На улице Исаев ощутил тошноту, и перед глазами встали два больших зеленых круга: они были радужные, зыбкие, словно круги вокруг луны во время рождественских морозов в безлесной России. «Такая была луна, когда мы ехали с отцом из Орска в Оренбург, — вспомнил Исаев, — он держал меня на коленях и думал, что я спал, но продолжал мурлыкать колыбельную: «Спи, моя радость, усни, в доме погасли огни, птицы уснули в саду, рыбки уснули в пруду, спи...» Потом он мурлыкал мелодию, потому что плохо запоминал стихи, и снова начинал шептать про уснувших в саду птиц... Если бы он был жив, я, наверное, смог бы сейчас уснуть. Я бы заставил себя услыхать его голос, и я бы знал, что есть на свете человек, который меня ждет. Я бы так не сходил с ума — от ожидания, веры, неверия, надежды и безысходности».
Аптекарь, повертев рецепт доктора Петрова, вздохнул:
— Отдаю вам последнюю упаковку, сэр. — Старый китаец говорил на оксфордском английском, и он показался Максиму Максимовичу каким-то зыбким, словно бы радужным, вроде тех кругов, что стояли в глазах, нереальным и смешным. — Восхитительный препарат, некий сплав тибетской медицины, рожденной пониманием великой тайны трав, и современной европейской фармакологии.
— Где вы так выучили английский?
— Я тридцать лет работал слугой в доме доктора Вудса.
— А сколько вам сейчас?
— Я еще сравнительно молод, — улыбнулся аптекарь, — мне всего восемьдесят три, для китайца — это возраст «Начинающейся Мудрости».
— А сколько бы вы дали мне? — спросил Исаев, бросив в рот пилюлю из упаковки препарата сна.
— Мне это трудно сделать, — ответил аптекарь. — Все европейцы кажутся мне удивительно похожими друг на друга... Просто-таки одно лицо... Лет сорок пять?
— Спасибо, — ответил Исаев и проглотил еще одну пилюлю. — Вы ошиблись на семнадцать лет.
— Неужели вам шестьдесят три?
— Мне двадцать восемь.
— Твое окно на пятом этаже, с синими занавесками?

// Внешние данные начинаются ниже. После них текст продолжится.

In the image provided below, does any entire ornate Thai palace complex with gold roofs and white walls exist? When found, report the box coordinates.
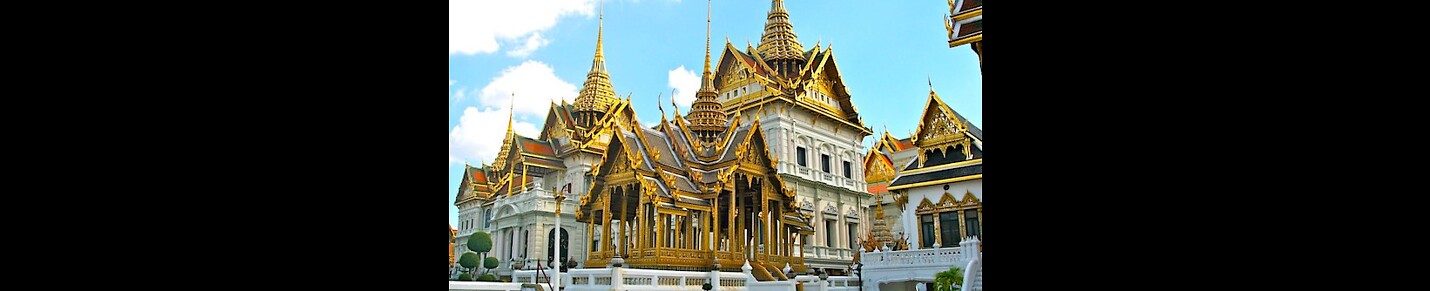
[455,0,982,290]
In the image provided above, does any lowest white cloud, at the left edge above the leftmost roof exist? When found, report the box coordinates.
[448,106,538,165]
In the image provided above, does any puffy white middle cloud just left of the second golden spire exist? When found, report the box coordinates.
[479,60,578,118]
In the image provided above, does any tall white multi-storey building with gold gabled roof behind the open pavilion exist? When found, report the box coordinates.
[712,0,874,274]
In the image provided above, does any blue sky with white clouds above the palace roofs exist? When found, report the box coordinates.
[446,0,982,226]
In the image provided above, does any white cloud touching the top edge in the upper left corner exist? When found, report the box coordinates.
[448,0,596,56]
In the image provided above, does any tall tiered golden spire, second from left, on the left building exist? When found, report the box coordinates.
[575,0,618,128]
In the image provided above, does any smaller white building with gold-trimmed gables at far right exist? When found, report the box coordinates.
[861,87,982,290]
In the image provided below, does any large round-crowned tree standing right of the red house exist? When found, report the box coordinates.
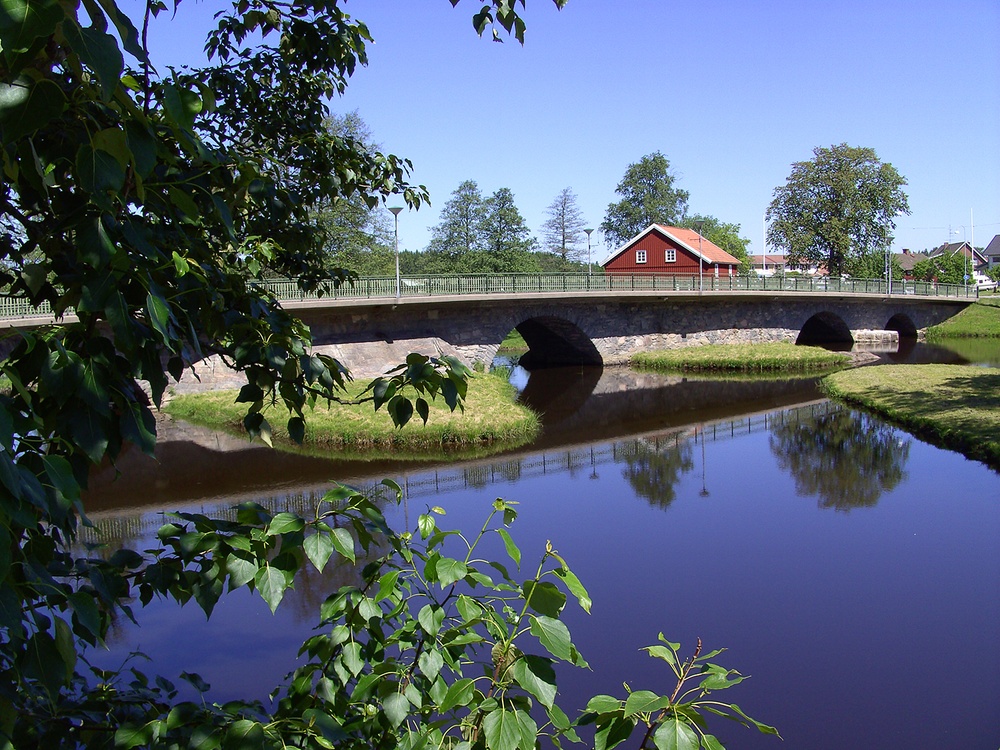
[767,143,910,276]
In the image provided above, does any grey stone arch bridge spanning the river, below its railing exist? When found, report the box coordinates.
[223,291,972,384]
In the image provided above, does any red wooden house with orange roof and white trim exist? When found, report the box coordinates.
[601,224,740,276]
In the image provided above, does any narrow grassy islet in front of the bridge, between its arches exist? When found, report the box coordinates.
[631,341,850,372]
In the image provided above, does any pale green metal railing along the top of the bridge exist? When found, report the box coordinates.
[0,273,979,320]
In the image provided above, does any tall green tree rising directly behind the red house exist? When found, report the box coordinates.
[601,151,689,247]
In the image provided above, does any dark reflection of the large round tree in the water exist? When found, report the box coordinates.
[770,409,911,511]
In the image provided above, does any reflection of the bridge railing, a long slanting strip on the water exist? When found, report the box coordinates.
[80,400,844,546]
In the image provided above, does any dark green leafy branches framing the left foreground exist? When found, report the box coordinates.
[0,0,776,750]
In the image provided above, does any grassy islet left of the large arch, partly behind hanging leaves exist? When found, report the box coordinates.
[165,374,540,460]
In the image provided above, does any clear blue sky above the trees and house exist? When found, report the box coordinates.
[150,0,1000,260]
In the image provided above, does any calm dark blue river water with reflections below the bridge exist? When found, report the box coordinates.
[82,347,1000,750]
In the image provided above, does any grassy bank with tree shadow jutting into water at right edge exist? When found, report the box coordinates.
[821,365,1000,470]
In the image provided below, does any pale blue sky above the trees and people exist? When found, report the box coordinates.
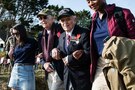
[48,0,135,16]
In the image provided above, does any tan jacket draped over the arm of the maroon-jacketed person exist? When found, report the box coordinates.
[102,36,135,90]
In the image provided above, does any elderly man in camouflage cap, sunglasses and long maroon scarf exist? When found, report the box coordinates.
[37,9,64,90]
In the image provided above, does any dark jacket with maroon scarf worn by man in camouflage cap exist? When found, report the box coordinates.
[38,23,64,80]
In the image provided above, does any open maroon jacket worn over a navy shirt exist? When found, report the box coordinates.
[90,4,135,81]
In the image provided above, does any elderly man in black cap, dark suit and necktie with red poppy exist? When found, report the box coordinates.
[52,8,91,90]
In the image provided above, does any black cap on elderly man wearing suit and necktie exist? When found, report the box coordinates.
[58,8,75,20]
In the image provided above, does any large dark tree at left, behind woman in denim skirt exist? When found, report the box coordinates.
[0,0,48,39]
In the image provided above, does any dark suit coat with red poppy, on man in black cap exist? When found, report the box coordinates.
[58,26,91,90]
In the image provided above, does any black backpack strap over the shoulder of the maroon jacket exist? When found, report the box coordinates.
[114,7,128,37]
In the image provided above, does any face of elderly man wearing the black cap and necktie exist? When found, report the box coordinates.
[59,16,76,32]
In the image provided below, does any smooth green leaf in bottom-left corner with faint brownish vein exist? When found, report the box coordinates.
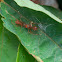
[0,15,19,62]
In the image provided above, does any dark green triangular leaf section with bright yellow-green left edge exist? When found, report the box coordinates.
[16,44,37,62]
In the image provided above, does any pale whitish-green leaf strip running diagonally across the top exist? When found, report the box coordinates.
[14,0,62,23]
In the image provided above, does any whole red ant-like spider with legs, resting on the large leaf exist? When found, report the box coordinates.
[8,11,38,35]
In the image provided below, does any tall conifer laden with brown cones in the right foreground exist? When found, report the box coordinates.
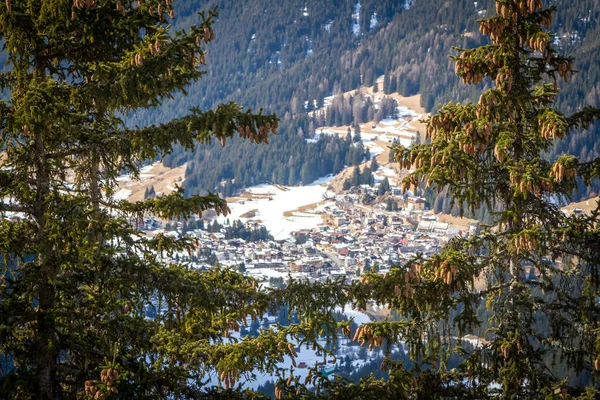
[395,0,600,398]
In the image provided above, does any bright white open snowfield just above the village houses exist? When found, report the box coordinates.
[220,175,333,240]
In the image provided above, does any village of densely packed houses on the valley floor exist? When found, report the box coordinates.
[146,194,475,285]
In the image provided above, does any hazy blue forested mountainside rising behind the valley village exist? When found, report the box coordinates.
[129,0,600,200]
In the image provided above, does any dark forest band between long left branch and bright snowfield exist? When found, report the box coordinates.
[165,122,370,196]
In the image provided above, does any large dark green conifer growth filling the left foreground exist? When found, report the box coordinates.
[0,0,281,400]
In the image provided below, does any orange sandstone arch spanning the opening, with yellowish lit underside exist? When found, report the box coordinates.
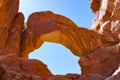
[20,11,102,57]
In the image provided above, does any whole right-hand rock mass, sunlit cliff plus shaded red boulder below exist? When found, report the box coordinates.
[79,0,120,80]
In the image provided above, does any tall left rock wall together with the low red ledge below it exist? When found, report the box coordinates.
[0,0,52,80]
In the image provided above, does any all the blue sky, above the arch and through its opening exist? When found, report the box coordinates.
[19,0,94,74]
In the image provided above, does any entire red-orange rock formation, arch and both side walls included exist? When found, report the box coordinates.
[0,0,120,80]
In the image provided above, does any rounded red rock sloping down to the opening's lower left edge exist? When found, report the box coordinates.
[20,59,52,80]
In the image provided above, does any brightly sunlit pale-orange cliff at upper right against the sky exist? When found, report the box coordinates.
[90,0,120,44]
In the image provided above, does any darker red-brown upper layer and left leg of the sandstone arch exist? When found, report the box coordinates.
[22,11,76,57]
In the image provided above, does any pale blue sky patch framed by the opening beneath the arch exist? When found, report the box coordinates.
[29,42,81,75]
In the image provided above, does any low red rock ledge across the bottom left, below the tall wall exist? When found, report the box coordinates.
[0,54,52,80]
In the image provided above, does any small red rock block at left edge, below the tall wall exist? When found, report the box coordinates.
[0,54,20,72]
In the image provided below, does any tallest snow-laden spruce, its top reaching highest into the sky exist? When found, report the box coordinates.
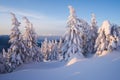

— Ты как это определил, Максимушка?
— Определил вот...
— Тебе писал кто об этом?
— Никто не писал. Но ведь такие занавески ты во Владивостоке сшила, когда я из Гнилого Угла переехал на Полтавскую, — синие в белый горошек и со сборочками по бокам.
— «Со сборочками». С оборочками... Я никогда от тебя раньше этого слова не слыхала, и сама стыдилась вслух произносить при тебе.
— Почему, Сашенька?
— Не знаю. Мы ведь каждый друг друга себе придумываем, чего-то в этом своем придуманном знаем, чего-то не знаем, и постепенно того, изначального, которого полюбили, начинаем забывать и возвращаемся в себя, на круги своя. Наверное, мужчину, которого любишь, надо всегда немножко бояться: как бы он не ушел, как бы в другую не влюбился, а женщины глупые, они сразу замуровать несвободою его хотят, а потом устают от спокойствия, словно победители в цирковых поединках.
— Лестница какая темная.
— Мальчишки лампочки вывинчивают.
— Ты почему так тихо говоришь?
— Боюсь тебя.
— Пива, пожалуйста. Белого. Холодного. Самого холодного.
Владелец этого маленького немецкого бара приносил пиво Исаеву сам — он всегда садился к нему за столик, и они говорили о Германии: Карл Ниче был родом из Мюнхена, а там Максим Максимович прожил с отцом пять лет.
— В такую жару лучше пить чуть подогретое пиво, майн либер Макс. Вы можете простудить горло, если в такую жару станете пить ледяное пиво. Что вы такой синий? Хвораете?
— Здоров, как бык, Карл. Немного устал.